Tractable Probabilistic Description Logic Programs
Thomas Lukasiewicz and Gerardo I. Simari
Abstract
We propose tractable probabilistic description logic programs (dl-programs) for the Semantic Web, which combine tractable description logics (DLs), normal programs under the answer set and the well-founded semantics, and probabilities. In detail, we first provide novel reductions of tight query processing and of deciding consistency in probabilistic dl-programs under the answer set semantics to the answer set semantics of the underlying normal dl-programs. Based on these reductions, we then introduce a novel well-founded semantics for probabilistic dl-programs, called the total well-founded semantics. Contrary to the previous answer set and well-founded semantics, it is defined for all probabilistic dl-programs and all probabilistic queries.

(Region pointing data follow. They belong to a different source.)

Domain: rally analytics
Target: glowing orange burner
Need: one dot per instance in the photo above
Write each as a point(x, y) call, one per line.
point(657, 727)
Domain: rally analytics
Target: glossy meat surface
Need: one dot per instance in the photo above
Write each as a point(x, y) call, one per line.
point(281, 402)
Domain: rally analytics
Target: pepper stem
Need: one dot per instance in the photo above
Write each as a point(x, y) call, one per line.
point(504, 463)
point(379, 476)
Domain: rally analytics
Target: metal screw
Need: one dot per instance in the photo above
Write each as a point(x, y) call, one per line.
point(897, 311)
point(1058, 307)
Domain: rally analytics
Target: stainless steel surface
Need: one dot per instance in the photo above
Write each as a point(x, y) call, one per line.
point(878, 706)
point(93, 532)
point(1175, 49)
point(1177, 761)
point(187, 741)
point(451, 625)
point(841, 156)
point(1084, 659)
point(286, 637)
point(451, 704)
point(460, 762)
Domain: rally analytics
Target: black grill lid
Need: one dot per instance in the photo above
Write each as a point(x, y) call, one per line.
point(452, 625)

Furthermore, tight (resp., tight literal) query processing under the total well-founded semantics coincides with (resp., approximates) tight (resp., tight literal) query processing under the previous well-founded (resp., answer set) semantics in all cases where the latter is defined. We then present an anytime algorithm for tight query processing in probabilistic dl-programs under the total well-founded semantics. We also show that tight literal query processing in probabilistic dl-programs under the total well-founded semantics can be done in polynomial time in the data complexity and is complete for EXP in the combined complexity. Finally, we describe an application of probabilistic dl-programs in probabilistic data integration for the Semantic Web.